In Washington State Department of Transportation v. James River Insurance Company, Wash. No. 87644-4 (January 17, 2013), the Washington Supreme Court declared binding arbitration agreements in insurance contracts void and unenforceable. The court explained that binding arbitration frustrates legislative intent to protect Washington policyholders' rights to sue insurers in Washington courts for coverage disputes over subjects located, resident or to be performed in Washington.

Background Facts

James River Insurance Company issued two surplus lines insurance policies - one primary and one excess - that provided certain coverages related to a highway project. The Washington State Department of Transportation (WSDOT) was an insured on the policies.

The policies contained the following language:

Binding Arbitration Should we and the insured disagree as to the rights and obligations owed by us under this policy, including the effect of any applicable statutes or common law upon the contractual obligations otherwise owed, either party may make a written demand that the dispute be subjected to binding arbitration.

Following a traffic accident, WSDOT and others were sued. James River accepted WSDOT's tender under a reservation of rights and demanded arbitration. WSDOT objected and filed suit against James River, requesting the court declare the arbitration clauses void. James River moved to compel arbitration. The trial court agreed with WSDOT, and it declared the arbitration clauses void. The Washington Supreme Court granted direct review and affirmed.

Enforceability of the Arbitration Clauses

Although there were several arguments raised, including the reasons arbitration is preferable to litigation, the court addressed only two issues: (1) whether the arbitration clauses are unenforceable under a Washington statute, RCW 48.18.200; and (2) whether RCW 48.18.200 is preempted by federal law.

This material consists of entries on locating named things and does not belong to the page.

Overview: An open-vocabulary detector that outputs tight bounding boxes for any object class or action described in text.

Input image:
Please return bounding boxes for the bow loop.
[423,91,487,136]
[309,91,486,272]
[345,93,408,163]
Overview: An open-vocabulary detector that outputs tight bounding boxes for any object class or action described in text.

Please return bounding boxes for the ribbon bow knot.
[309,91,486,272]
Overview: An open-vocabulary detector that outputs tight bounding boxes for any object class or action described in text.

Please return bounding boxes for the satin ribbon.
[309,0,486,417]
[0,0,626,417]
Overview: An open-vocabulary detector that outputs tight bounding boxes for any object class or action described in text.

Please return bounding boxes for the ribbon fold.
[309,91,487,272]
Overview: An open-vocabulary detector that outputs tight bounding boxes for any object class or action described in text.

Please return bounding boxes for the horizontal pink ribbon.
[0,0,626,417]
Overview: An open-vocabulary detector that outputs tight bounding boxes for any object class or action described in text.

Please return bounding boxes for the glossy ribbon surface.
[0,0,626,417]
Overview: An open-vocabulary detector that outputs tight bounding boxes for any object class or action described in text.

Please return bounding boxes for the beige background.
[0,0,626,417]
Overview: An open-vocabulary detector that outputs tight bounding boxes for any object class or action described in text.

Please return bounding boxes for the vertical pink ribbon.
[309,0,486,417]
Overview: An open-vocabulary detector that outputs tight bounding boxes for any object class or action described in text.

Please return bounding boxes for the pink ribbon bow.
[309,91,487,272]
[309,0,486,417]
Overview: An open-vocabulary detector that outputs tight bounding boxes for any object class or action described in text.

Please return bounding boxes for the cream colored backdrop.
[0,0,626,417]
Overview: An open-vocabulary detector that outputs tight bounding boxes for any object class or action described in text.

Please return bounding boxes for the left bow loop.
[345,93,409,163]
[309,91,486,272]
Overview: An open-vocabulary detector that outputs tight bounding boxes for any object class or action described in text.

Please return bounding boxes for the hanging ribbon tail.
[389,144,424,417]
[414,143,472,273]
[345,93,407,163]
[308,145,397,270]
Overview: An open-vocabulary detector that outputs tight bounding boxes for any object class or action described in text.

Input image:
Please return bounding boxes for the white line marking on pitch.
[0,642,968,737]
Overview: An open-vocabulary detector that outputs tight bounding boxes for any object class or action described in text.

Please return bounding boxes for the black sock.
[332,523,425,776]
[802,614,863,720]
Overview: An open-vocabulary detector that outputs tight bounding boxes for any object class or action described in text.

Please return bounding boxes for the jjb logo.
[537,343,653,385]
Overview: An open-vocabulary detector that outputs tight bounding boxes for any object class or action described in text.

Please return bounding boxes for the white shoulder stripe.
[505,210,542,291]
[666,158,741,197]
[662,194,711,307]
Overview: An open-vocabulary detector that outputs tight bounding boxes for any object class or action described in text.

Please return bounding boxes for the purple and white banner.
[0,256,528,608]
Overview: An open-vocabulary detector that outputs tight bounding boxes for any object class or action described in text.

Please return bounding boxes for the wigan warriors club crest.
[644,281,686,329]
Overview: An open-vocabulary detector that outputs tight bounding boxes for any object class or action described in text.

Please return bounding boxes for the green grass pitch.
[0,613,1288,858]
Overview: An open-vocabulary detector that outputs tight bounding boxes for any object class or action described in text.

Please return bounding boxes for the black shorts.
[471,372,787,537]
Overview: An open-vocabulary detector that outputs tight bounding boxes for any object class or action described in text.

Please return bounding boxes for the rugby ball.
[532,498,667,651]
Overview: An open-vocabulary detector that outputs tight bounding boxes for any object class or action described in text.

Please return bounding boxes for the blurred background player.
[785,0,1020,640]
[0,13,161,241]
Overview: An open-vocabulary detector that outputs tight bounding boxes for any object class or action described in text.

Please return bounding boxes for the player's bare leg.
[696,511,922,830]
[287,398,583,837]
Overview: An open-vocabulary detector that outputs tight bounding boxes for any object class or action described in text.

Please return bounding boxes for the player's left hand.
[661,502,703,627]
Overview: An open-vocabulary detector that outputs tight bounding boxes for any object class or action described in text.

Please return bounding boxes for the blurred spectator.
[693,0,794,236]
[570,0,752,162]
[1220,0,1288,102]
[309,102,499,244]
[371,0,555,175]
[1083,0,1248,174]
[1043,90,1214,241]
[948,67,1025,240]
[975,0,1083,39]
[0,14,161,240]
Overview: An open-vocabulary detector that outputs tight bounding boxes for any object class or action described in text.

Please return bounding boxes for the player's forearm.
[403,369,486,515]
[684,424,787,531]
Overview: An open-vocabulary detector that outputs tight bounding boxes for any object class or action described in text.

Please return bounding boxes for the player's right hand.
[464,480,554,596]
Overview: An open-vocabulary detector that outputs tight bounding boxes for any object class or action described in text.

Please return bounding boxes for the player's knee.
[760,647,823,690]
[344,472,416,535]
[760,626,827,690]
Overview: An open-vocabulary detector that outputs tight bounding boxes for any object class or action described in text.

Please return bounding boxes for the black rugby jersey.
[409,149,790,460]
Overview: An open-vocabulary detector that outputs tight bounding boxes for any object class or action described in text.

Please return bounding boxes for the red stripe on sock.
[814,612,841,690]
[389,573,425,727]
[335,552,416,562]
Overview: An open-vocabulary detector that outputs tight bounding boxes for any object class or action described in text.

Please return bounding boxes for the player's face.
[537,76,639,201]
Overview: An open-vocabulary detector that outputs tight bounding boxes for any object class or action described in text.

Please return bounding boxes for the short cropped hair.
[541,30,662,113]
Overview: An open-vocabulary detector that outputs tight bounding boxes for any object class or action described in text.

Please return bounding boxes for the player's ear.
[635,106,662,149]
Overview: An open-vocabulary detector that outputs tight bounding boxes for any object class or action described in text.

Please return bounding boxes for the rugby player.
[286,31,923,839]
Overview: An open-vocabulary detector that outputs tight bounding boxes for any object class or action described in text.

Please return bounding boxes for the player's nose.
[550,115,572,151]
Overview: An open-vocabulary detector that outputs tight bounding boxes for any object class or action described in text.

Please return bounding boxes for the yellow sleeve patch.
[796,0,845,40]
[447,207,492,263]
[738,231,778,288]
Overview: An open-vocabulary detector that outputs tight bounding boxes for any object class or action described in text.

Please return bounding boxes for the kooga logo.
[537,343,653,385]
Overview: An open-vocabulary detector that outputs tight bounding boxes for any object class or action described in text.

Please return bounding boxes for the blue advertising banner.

First, RCW 48.18.200 provides:

(1) No insurance contract delivered or issued for delivery in this state and covering subjects located, resident, or to be performed in this state, shall contain any condition, stipulation, or agreement

(a) requiring it to be construed according to the laws of any other state or country except as necessary to meet the requirements of the motor vehicle financial responsibility laws of such other state or country; or

(b) depriving the courts of this state of the jurisdiction of action against the insurer; or

(c) limiting right of action against the insurer to a period of less than one year from the time when the cause of action accrues in connection with all insurances other than property and marine and transportation insurances. In contracts of property insurance, or of marine and transportation insurance, such limitation shall not be to a period of less than one year from the date of the loss.

(2) Any such condition, stipulation, or agreement in violation of this section shall be void, but such voiding shall not affect the validity of the other provisions of the contract.

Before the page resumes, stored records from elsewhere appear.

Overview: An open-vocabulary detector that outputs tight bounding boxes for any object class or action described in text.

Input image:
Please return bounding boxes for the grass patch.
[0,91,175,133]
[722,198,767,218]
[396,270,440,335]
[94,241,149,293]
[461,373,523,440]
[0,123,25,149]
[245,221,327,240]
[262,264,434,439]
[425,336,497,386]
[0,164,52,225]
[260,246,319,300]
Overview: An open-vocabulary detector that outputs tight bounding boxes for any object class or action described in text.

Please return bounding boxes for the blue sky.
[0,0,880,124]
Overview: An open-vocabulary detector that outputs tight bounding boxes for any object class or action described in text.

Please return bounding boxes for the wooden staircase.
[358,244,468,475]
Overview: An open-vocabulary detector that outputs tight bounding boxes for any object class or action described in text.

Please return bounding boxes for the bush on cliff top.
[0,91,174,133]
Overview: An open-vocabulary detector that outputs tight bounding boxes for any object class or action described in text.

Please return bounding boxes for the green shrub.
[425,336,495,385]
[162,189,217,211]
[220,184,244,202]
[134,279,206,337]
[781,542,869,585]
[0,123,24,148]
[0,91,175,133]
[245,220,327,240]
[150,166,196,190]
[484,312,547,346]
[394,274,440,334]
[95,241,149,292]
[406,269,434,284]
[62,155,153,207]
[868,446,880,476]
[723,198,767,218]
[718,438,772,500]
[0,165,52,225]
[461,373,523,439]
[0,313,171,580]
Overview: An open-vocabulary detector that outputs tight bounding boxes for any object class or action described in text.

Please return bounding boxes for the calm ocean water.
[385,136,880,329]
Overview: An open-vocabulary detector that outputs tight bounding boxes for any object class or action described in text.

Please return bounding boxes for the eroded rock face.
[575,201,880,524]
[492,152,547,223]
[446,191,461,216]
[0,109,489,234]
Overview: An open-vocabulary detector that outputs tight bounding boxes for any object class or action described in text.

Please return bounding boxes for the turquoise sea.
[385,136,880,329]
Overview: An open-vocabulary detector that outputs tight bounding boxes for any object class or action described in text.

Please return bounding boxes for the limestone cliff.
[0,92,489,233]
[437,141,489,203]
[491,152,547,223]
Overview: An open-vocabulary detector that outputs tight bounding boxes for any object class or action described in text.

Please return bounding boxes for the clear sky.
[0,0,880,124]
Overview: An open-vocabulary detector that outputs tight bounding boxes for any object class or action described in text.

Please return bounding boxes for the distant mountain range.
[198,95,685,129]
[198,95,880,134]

The court concluded that, unless the legislature specifically provides otherwise, RCW 48.18.200(1)(b) prohibits binding arbitration agreements in insurance contracts. In reaching its decision, the court cited the legislative intent to provide Washington policyholders with the protection of Washington law in Washington's courts.

Second, the court then considered whether RCW 48.18.200 is preempted by federal law. The court recognized the general rule that state statutes prohibiting arbitration agreements are inconsistent with and therefore preempted by the Federal Arbitration Act (FAA), 9 U.S.C. §§ 1-14. Even so, the court relied on an exception to this general rule for state statutes enacted "for the purpose of regulating the business of insurance" under the McCarran-Ferguson Act, 15 U.S.C. § 1012. The court stated that RCW 48.18.200 regulates the "business of insurance ... because it is aimed at protecting the performance of an insurance contract by ensuring the right of the policyholder to bring an action in state court to enforce the contract." Therefore, the court concluded that federal law did not preempt the state statute.

Conclusion

The Washington Supreme Court's holding in James River mandates that disputes regarding each "insurance contract delivered or issued for delivery in [Washington] state and covering subjects located, resident, or to be performed in [Washington] state" be resolved in Washington's state and federal courts. If an insurance contract was delivered in another state or if the insurance contract covers subjects located in other states, it is possible another state's law may apply. If so, insurers should consider consulting non-Washington laws that address the enforceability of binding arbitration clauses. In addition, as the James River analysis focused strictly on the interpretation of the underlying legislative intent of RCW 48.18.200(1)(b), the court did not limit the rights of policyholders and insurers to resolve their disputes in flexible, expeditious and less expensive arbitration proceedings as permitted by other statutes.